LLMs and potatoes: stop admiring the flowers
— Large Language Model, Corporate Vision — 3 min read
From a commercial point of view, software is not primarily code. It is a scalable, repeatable mechanism for delivering value at near-zero marginal cost.
Customers do not buy code. They buy:
- Time saved
- Revenue increased
- Complexity abstracted
- Compliance ensured
- Insight generated
Good software turns raw transactional data into actionable decisions. It is table stakes for a bookkeeping solution to provide an overview of accounts. It becomes valuable when it starts suggesting, for example, that increasing spending in a certain category could maximise tax benefits.
In that sense, software is leverage.
- Operational leverage: A business can serve more customers
- Labour leverage: Human work is reduced
- Cognitive leverage: Expertise is embedded directly into the system
Every feature built into a software product should increase one or more of these forms of leverage, at minimal cost.
You cannot eliminate complexity, only shift it
The world is complex. As every experienced software engineer knows, complexity cannot be eliminated; it can only be shifted.
The question is: where should it live?
Instead of placing the mental burden of remembering procedures on the user, software can encode workflows that quietly absorb that burden. A well-designed system compensates for distraction, stress, or lack of expertise. It covers the angry customer calling at the worst possible moment. It ensures that the right steps happen in the right order, even when attention is fragmented.
Chat-based systems are a step back for most of this. To use them effectively, the user has to:
- Know that a problem exists
- Formulate the right question
- Ask the system effectively
This puts cognitive load on the user. It also assumes that the user has time and capacity for this sort of interaction during a regular workday.
Chat with me, maybe?
Many software companies are currently racing to integrate large language models into their products. The focus is on a particular interaction style - chat - rather than asking a more fundamental question:
What form of leverage is actually being increased?

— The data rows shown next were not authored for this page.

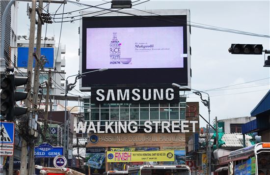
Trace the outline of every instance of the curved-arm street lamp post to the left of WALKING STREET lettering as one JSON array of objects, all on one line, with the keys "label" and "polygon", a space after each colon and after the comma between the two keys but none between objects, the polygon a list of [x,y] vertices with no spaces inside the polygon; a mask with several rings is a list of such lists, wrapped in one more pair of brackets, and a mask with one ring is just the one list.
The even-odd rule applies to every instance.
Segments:
[{"label": "curved-arm street lamp post to the left of WALKING STREET lettering", "polygon": [[[64,118],[64,155],[65,157],[68,159],[68,138],[67,138],[67,94],[70,90],[72,90],[75,86],[76,86],[76,83],[77,83],[77,80],[81,79],[83,76],[86,76],[84,74],[88,74],[88,73],[92,73],[92,72],[102,72],[102,71],[105,71],[105,70],[108,70],[108,68],[103,68],[103,69],[98,69],[98,70],[93,70],[93,71],[89,71],[89,72],[84,72],[84,73],[79,73],[79,74],[75,74],[75,75],[71,75],[71,76],[68,76],[67,79],[66,79],[66,87],[65,87],[65,118]],[[74,83],[70,83],[68,84],[68,78],[70,77],[74,77],[76,76],[75,78],[75,82]],[[69,132],[69,129],[68,129],[68,132]],[[67,149],[67,150],[66,150]]]}]

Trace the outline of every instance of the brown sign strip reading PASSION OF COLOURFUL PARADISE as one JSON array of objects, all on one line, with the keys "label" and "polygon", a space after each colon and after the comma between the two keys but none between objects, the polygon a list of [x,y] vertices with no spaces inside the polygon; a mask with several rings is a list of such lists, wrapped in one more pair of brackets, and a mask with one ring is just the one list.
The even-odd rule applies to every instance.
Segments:
[{"label": "brown sign strip reading PASSION OF COLOURFUL PARADISE", "polygon": [[[125,146],[185,146],[185,134],[183,133],[121,133],[121,134],[92,134],[98,138],[98,142],[92,141],[87,144],[90,146],[101,147],[125,147]],[[91,136],[92,136],[91,135]],[[90,136],[90,138],[91,138]],[[136,147],[137,147],[136,146]]]}]

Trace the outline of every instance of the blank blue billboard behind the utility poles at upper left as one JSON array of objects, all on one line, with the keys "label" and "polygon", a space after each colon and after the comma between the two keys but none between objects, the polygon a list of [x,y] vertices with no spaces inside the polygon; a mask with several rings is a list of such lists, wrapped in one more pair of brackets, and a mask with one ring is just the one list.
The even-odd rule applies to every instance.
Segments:
[{"label": "blank blue billboard behind the utility poles at upper left", "polygon": [[[34,52],[36,48],[34,48]],[[44,68],[53,68],[54,67],[54,48],[52,47],[42,47],[40,48],[40,55],[45,56],[47,61],[44,65]],[[35,58],[33,62],[33,67],[35,67]],[[17,57],[17,66],[27,68],[28,63],[28,47],[18,47],[18,57]]]}]

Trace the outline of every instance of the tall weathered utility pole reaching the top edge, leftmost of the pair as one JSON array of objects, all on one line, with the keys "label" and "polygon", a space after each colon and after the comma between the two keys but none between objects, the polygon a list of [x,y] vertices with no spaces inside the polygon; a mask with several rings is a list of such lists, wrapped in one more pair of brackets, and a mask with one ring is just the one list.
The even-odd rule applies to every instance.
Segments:
[{"label": "tall weathered utility pole reaching the top edge, leftmost of the pair", "polygon": [[[36,20],[36,0],[32,0],[32,11],[30,14],[30,35],[29,35],[29,46],[28,46],[28,63],[27,63],[27,74],[29,77],[27,83],[27,100],[26,107],[31,108],[31,80],[33,72],[33,52],[34,52],[34,41],[35,41],[35,20]],[[29,114],[29,112],[28,112]],[[29,162],[30,163],[30,162]],[[27,175],[27,142],[22,139],[22,150],[21,150],[21,167],[20,174]]]}]

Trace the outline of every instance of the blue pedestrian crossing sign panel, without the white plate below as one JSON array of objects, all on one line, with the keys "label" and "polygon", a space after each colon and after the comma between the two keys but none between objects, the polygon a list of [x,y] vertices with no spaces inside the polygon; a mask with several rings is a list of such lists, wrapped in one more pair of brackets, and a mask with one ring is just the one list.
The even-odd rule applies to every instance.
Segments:
[{"label": "blue pedestrian crossing sign panel, without the white plate below", "polygon": [[0,144],[14,144],[14,130],[13,122],[0,121]]}]

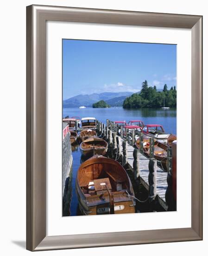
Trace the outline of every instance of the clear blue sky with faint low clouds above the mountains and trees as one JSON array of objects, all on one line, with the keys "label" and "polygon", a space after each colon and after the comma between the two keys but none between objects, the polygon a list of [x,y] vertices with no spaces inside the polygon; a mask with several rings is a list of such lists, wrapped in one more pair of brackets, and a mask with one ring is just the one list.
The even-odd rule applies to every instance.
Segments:
[{"label": "clear blue sky with faint low clouds above the mountains and trees", "polygon": [[176,45],[63,40],[63,100],[78,94],[138,92],[176,85]]}]

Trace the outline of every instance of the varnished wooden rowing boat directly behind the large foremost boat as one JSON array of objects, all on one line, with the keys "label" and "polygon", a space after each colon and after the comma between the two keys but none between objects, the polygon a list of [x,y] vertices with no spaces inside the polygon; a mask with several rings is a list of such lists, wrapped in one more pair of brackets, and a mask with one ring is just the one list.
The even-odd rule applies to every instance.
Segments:
[{"label": "varnished wooden rowing boat directly behind the large foremost boat", "polygon": [[85,157],[90,157],[96,154],[105,155],[107,148],[107,142],[97,137],[90,137],[80,144],[80,151]]}]

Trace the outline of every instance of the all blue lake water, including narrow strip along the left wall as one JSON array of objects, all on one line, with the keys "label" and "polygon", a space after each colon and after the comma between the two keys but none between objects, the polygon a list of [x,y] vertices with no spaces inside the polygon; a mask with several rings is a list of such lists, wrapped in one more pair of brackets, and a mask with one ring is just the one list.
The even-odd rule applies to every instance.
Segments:
[{"label": "all blue lake water, including narrow strip along the left wall", "polygon": [[[145,124],[160,124],[168,133],[176,135],[176,108],[141,108],[123,109],[119,108],[63,108],[63,117],[69,115],[82,117],[95,117],[106,124],[106,119],[111,121],[142,120]],[[81,152],[77,147],[72,147],[73,164],[70,186],[72,188],[70,199],[70,216],[79,215],[77,211],[78,199],[76,195],[76,174],[81,164]]]}]

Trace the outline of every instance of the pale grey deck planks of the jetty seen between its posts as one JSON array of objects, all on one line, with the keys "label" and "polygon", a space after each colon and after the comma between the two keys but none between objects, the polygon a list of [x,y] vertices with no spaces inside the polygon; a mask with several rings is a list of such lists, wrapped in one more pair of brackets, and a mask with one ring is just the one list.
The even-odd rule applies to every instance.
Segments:
[{"label": "pale grey deck planks of the jetty seen between its posts", "polygon": [[[122,139],[121,139],[121,148],[122,148]],[[133,171],[133,150],[134,148],[127,143],[127,162],[129,164],[129,167]],[[139,153],[139,176],[141,179],[142,184],[146,189],[149,189],[149,182],[148,182],[148,175],[149,175],[149,159]],[[165,172],[161,168],[157,168],[157,194],[158,194],[158,200],[161,203],[161,205],[164,207],[164,209],[167,210],[168,206],[165,202],[165,192],[168,187],[167,184],[167,172]]]}]

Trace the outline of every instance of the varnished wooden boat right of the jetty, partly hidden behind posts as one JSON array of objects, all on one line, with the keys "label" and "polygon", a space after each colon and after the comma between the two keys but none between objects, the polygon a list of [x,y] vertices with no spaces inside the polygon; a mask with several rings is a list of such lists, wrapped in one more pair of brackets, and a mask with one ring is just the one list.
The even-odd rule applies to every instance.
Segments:
[{"label": "varnished wooden boat right of the jetty, partly hidden behind posts", "polygon": [[[167,148],[168,145],[171,147],[172,142],[176,140],[176,135],[170,134],[169,137],[167,138],[166,143],[162,143],[160,141],[155,141],[154,144],[154,158],[157,159],[160,162],[161,167],[164,170],[167,170]],[[144,149],[144,155],[147,157],[150,156],[150,138],[148,136],[144,135],[143,139],[143,149]],[[135,143],[137,148],[140,148],[140,140],[138,139]]]}]

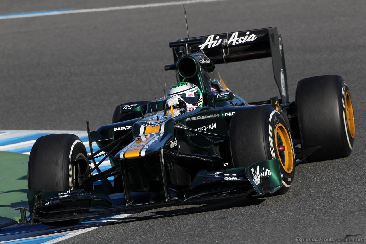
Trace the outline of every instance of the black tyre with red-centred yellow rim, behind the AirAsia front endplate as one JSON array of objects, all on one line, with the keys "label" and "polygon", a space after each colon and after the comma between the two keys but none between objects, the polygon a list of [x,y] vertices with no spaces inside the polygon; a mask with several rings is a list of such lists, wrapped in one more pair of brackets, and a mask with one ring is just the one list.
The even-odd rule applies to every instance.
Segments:
[{"label": "black tyre with red-centred yellow rim, behind the AirAsia front endplate", "polygon": [[277,193],[288,191],[295,175],[294,149],[290,130],[279,112],[270,106],[236,112],[231,119],[229,140],[234,167],[278,158],[283,187]]}]

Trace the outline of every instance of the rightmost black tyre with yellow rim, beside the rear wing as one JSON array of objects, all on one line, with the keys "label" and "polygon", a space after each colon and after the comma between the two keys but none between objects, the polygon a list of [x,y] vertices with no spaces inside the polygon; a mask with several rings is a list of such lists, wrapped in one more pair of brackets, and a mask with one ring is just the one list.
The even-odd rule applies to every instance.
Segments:
[{"label": "rightmost black tyre with yellow rim, beside the rear wing", "polygon": [[307,157],[308,161],[351,154],[355,121],[350,90],[342,77],[322,75],[300,80],[296,107],[302,147],[321,146]]}]

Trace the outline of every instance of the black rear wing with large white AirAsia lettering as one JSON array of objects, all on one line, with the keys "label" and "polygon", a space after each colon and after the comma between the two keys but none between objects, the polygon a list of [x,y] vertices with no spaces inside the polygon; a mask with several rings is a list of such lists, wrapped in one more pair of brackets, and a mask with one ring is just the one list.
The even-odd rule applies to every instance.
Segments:
[{"label": "black rear wing with large white AirAsia lettering", "polygon": [[[199,38],[202,38],[202,41],[197,44]],[[183,48],[182,45],[177,47],[179,42],[189,45],[191,53],[203,50],[214,64],[271,57],[273,74],[281,94],[281,101],[282,103],[288,102],[285,58],[281,35],[278,34],[277,27],[200,36],[189,40],[185,38],[170,42],[169,46],[173,49],[175,64],[179,58],[186,55],[185,49],[187,48]],[[176,69],[174,64],[165,66],[165,70],[174,69]]]}]

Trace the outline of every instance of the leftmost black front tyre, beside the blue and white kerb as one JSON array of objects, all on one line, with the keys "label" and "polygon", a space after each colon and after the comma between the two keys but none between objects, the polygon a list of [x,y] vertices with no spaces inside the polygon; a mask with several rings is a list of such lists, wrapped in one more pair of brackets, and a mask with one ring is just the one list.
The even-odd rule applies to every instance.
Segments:
[{"label": "leftmost black front tyre, beside the blue and white kerb", "polygon": [[[75,169],[76,158],[88,156],[85,145],[73,134],[51,134],[38,138],[34,143],[28,162],[28,189],[45,192],[79,189],[78,175],[90,170],[90,165]],[[92,185],[83,189],[91,189]],[[48,225],[70,225],[82,219],[46,223]]]}]

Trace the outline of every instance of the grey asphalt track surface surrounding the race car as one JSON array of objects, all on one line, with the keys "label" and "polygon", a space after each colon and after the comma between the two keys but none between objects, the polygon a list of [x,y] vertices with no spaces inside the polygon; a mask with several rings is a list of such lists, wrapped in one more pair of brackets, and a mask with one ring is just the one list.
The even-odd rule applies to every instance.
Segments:
[{"label": "grey asphalt track surface surrounding the race car", "polygon": [[[146,3],[152,1],[3,0],[0,15]],[[60,243],[365,239],[365,1],[228,0],[185,7],[191,37],[277,26],[290,100],[302,78],[341,75],[356,120],[351,156],[300,164],[282,196],[144,211]],[[91,129],[110,123],[118,104],[161,97],[164,80],[174,83],[174,72],[164,71],[173,62],[168,42],[186,37],[179,4],[0,22],[1,130],[85,130],[87,119]],[[270,59],[218,69],[248,101],[277,94]]]}]

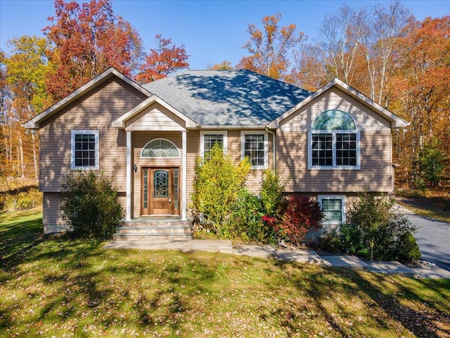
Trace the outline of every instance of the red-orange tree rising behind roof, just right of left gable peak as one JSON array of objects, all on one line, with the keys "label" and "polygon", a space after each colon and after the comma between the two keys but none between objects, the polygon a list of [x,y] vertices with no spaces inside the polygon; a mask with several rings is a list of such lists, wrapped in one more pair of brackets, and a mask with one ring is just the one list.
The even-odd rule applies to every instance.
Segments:
[{"label": "red-orange tree rising behind roof, just right of left gable peak", "polygon": [[176,46],[172,39],[164,39],[161,34],[156,35],[155,39],[157,47],[150,49],[145,63],[141,65],[141,73],[136,76],[138,82],[152,82],[189,67],[184,44]]}]

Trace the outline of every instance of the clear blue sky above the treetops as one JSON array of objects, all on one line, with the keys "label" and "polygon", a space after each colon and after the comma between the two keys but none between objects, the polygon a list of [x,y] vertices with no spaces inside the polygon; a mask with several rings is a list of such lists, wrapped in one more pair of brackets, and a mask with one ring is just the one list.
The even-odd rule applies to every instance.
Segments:
[{"label": "clear blue sky above the treetops", "polygon": [[[388,1],[347,1],[352,7],[373,6]],[[416,18],[450,14],[449,0],[401,1]],[[184,44],[191,69],[207,68],[229,60],[234,65],[245,55],[250,23],[261,27],[266,15],[281,13],[280,25],[295,23],[314,40],[323,16],[335,12],[343,1],[150,1],[113,0],[113,11],[128,20],[141,35],[146,51],[155,46],[155,35]],[[54,14],[51,0],[0,0],[0,48],[6,40],[21,35],[43,36]]]}]

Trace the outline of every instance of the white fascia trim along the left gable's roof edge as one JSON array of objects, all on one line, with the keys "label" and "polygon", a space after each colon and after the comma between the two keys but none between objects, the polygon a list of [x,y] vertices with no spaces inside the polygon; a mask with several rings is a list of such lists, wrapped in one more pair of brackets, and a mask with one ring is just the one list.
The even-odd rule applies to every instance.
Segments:
[{"label": "white fascia trim along the left gable's roof edge", "polygon": [[47,118],[51,117],[51,115],[58,112],[60,108],[63,108],[70,104],[72,101],[75,101],[79,98],[79,96],[82,96],[86,92],[89,92],[89,90],[96,87],[96,85],[100,84],[105,80],[106,78],[110,77],[111,75],[115,75],[119,77],[121,80],[124,80],[124,82],[127,82],[131,87],[134,87],[135,89],[139,90],[139,92],[145,94],[146,96],[150,96],[151,93],[148,92],[148,90],[141,87],[139,84],[131,80],[129,77],[126,77],[122,73],[120,73],[115,68],[111,67],[105,70],[100,75],[94,77],[91,81],[87,82],[86,84],[83,84],[82,87],[79,87],[75,92],[72,92],[72,94],[69,94],[68,96],[65,96],[64,99],[61,99],[60,101],[56,102],[56,104],[53,104],[53,106],[47,108],[45,111],[40,113],[39,115],[34,116],[34,118],[28,120],[23,124],[23,127],[28,129],[39,129],[39,123],[46,120]]}]

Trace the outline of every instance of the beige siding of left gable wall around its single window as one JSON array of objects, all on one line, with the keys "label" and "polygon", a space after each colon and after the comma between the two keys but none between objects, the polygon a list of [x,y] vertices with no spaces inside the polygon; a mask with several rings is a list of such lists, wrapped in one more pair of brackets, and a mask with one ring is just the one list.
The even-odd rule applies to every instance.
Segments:
[{"label": "beige siding of left gable wall around its single window", "polygon": [[71,130],[98,130],[100,168],[112,175],[119,192],[125,192],[126,133],[111,127],[111,123],[145,97],[126,82],[114,78],[47,120],[39,132],[41,191],[60,191],[63,178],[71,171]]}]

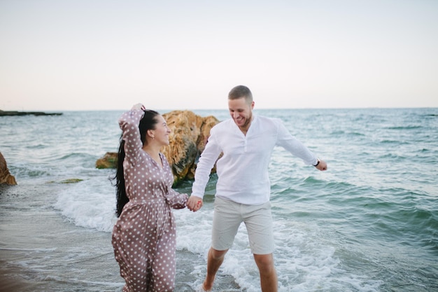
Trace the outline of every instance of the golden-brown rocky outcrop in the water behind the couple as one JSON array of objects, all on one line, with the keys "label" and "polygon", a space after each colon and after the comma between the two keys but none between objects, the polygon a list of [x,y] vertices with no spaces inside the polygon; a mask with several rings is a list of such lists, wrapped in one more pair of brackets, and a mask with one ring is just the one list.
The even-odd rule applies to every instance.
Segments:
[{"label": "golden-brown rocky outcrop in the water behind the couple", "polygon": [[[166,155],[172,172],[174,185],[181,181],[195,178],[195,169],[204,151],[211,128],[219,123],[214,116],[201,117],[192,111],[171,111],[163,114],[167,125],[171,129],[169,146],[162,149]],[[106,153],[96,162],[97,168],[117,167],[117,153]],[[212,172],[215,172],[213,169]]]}]

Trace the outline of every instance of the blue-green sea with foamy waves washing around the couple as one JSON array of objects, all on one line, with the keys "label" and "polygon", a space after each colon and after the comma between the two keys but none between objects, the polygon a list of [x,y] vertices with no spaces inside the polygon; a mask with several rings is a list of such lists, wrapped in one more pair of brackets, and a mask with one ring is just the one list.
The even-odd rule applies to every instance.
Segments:
[{"label": "blue-green sea with foamy waves washing around the couple", "polygon": [[[111,246],[115,171],[95,163],[118,150],[123,111],[0,117],[0,152],[17,180],[0,186],[0,281],[9,283],[0,291],[122,291]],[[281,118],[328,165],[320,172],[283,148],[272,153],[278,291],[438,291],[437,108],[254,113]],[[206,274],[216,181],[202,209],[174,210],[177,292],[196,291]],[[261,291],[244,225],[213,291]]]}]

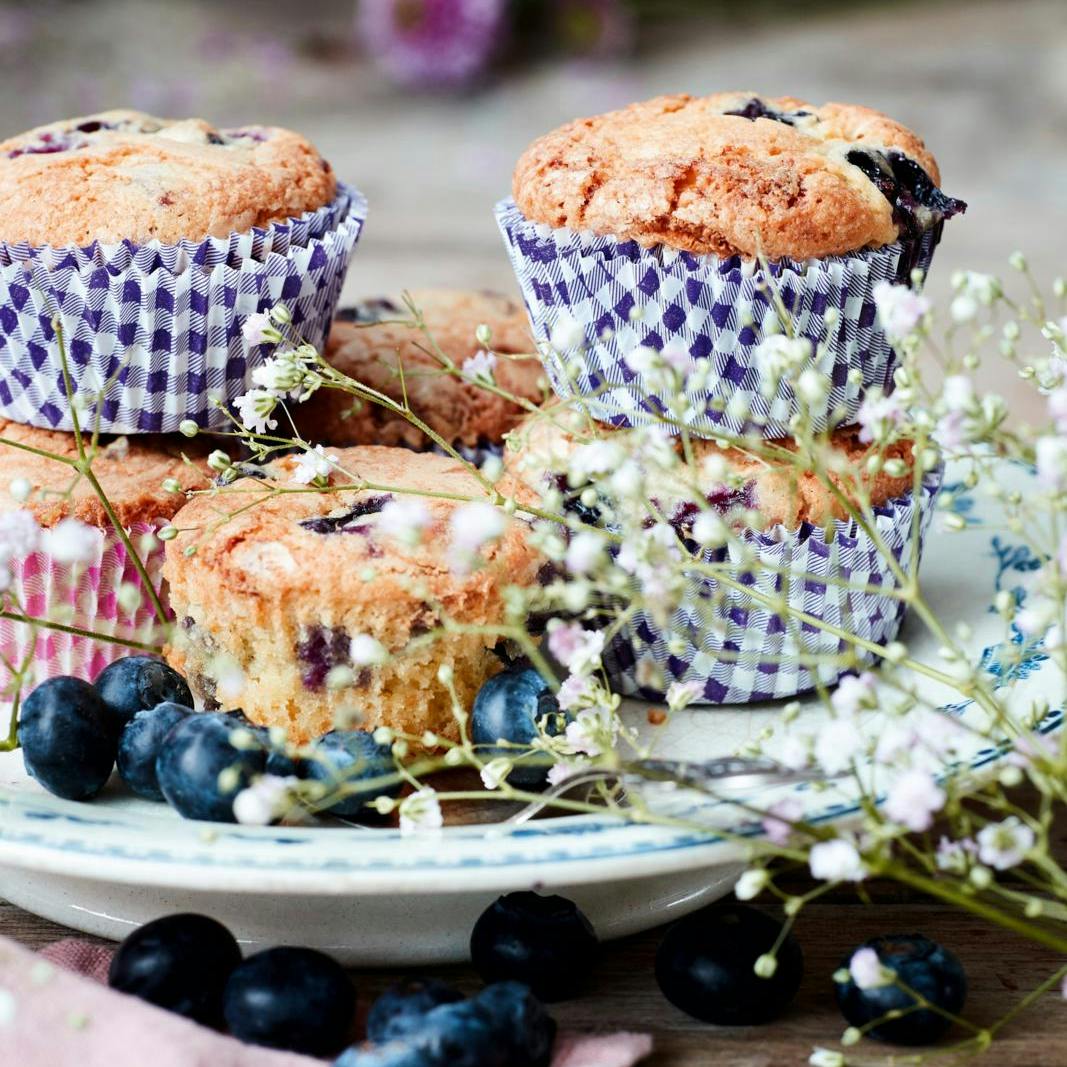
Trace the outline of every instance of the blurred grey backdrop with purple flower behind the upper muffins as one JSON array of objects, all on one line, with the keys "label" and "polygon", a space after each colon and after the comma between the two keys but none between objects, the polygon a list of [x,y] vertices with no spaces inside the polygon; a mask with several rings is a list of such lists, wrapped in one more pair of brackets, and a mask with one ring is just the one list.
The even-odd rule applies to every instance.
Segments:
[{"label": "blurred grey backdrop with purple flower behind the upper muffins", "polygon": [[1067,273],[1065,0],[30,0],[0,3],[0,71],[3,136],[125,106],[300,129],[370,201],[353,298],[512,290],[492,208],[534,137],[722,89],[918,130],[970,204],[935,294],[1016,249]]}]

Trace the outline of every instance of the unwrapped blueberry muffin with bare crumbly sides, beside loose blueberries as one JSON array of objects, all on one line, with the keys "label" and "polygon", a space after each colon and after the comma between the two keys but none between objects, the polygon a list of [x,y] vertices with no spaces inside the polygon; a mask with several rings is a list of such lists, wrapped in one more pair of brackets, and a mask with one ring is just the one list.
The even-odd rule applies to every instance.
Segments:
[{"label": "unwrapped blueberry muffin with bare crumbly sides, beside loose blueberries", "polygon": [[[439,672],[451,672],[468,708],[499,669],[497,638],[431,632],[446,620],[503,622],[504,587],[536,579],[525,526],[512,521],[482,566],[458,569],[450,523],[461,504],[418,494],[484,501],[461,464],[399,448],[334,455],[330,492],[273,493],[292,487],[298,460],[286,458],[178,513],[182,532],[168,543],[164,567],[178,618],[168,658],[206,706],[239,706],[294,740],[353,721],[455,737]],[[387,488],[341,488],[352,477]],[[417,544],[391,532],[400,501],[425,509]]]}]

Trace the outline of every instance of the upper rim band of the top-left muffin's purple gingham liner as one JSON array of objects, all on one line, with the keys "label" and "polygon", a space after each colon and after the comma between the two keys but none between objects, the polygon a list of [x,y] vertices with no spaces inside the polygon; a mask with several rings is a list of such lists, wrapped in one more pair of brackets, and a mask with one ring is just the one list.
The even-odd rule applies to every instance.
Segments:
[{"label": "upper rim band of the top-left muffin's purple gingham liner", "polygon": [[353,186],[338,182],[337,194],[329,204],[244,233],[204,237],[195,241],[182,239],[174,244],[159,241],[101,244],[94,241],[84,248],[0,241],[0,267],[39,260],[49,270],[127,270],[132,266],[143,273],[168,270],[172,274],[191,267],[211,268],[219,264],[238,267],[245,259],[262,260],[271,254],[287,255],[290,249],[306,248],[309,241],[322,238],[345,220],[363,221],[366,217],[367,201],[363,193]]}]

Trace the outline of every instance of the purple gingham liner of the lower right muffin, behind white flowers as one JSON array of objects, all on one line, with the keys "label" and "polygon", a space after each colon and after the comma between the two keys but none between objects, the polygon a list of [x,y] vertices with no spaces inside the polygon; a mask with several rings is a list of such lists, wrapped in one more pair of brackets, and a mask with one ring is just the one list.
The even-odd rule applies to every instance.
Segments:
[{"label": "purple gingham liner of the lower right muffin, behind white flowers", "polygon": [[[923,479],[918,500],[908,494],[874,509],[878,536],[905,567],[913,539],[922,551],[941,474]],[[795,530],[750,530],[744,542],[755,554],[754,564],[742,561],[737,544],[708,553],[705,560],[737,562],[731,572],[736,580],[762,596],[784,594],[793,611],[839,631],[877,643],[896,637],[905,605],[879,591],[895,589],[895,576],[854,521],[835,522],[829,541],[821,527],[805,524]],[[604,667],[612,687],[626,696],[664,700],[672,682],[691,682],[700,686],[697,704],[746,704],[832,685],[846,668],[814,666],[811,657],[840,656],[853,648],[813,622],[783,618],[746,592],[691,575],[669,633],[647,615],[638,616],[609,642]],[[859,654],[866,663],[875,658]]]}]

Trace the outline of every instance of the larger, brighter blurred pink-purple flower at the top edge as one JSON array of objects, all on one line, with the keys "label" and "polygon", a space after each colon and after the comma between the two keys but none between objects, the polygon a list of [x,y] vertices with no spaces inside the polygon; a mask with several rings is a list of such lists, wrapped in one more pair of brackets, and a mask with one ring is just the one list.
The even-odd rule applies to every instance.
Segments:
[{"label": "larger, brighter blurred pink-purple flower at the top edge", "polygon": [[457,89],[484,73],[508,28],[507,0],[361,0],[356,31],[394,81]]}]

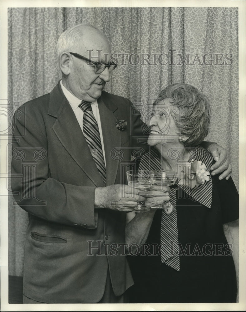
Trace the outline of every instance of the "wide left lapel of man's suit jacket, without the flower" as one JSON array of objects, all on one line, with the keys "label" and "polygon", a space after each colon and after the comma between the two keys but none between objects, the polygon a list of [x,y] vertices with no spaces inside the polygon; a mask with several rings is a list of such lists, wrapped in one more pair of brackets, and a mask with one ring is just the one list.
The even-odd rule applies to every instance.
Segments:
[{"label": "wide left lapel of man's suit jacket, without the flower", "polygon": [[97,187],[103,187],[100,173],[76,116],[62,93],[60,82],[50,94],[48,114],[57,117],[52,128],[66,151]]}]

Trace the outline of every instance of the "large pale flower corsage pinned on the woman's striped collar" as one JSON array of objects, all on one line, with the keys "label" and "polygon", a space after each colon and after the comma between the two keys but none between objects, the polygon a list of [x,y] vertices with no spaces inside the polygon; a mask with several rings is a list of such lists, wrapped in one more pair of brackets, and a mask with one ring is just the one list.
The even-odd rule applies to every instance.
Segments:
[{"label": "large pale flower corsage pinned on the woman's striped collar", "polygon": [[182,170],[179,184],[194,188],[196,185],[204,184],[209,181],[210,173],[206,171],[206,166],[200,160],[191,160],[191,163],[185,164],[185,170]]}]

When the potato was introduced to Europe around 1570, it was initially grown as an ornamental plant. People simply did not know what to do with it. Being part of the nightshade family, improper consumption was toxic. It took time before people realised that the true value of the potato was not in its flowers, but in its tubers.
LLM chatbots today are in a similar phase. They are often more ornamental than useful, and more effective behind the scenes than in the spotlight. In the worst case, they increase operational costs while adding little real leverage. Just because they are text-based does not mean text is the most valuable interaction pattern through which to leverage them.
The true leverage of LLMs
The true value of LLMs is not in exposing them directly to users. It is in using them behind the scenes.
LLMs should be:
- Given clear instructions and goals by domain experts
- Embedded into workflows
- Tasked with analysing data continuously
- Evaluated against a usefulness threshold before surfacing results
Only once an insight has been identified, verified, and deemed valuable should it be presented to the user.
At that point, chat may become useful for inspecting the reasoning or exploring alternatives. But the ultimate leverage is a proactive suggestion that can simply be applied, without requiring the user to construct it from scratch.
Toward proactive software
Chat should not be seen as the end goal. It is, at best, an intermediate step.
The real shift is toward software that is no longer passive - sitting idly on a cloud server waiting for user input. Instead, it actively analyses data, identifies risks, spots opportunities, and proposes improvements. Some of this is classic data analytics. Some of it can be augmented with LLMs.
If that is the future, then debates about chat windows and UI consistency are largely secondary.
The more important question is this:
How should users interact with software that thinks ahead?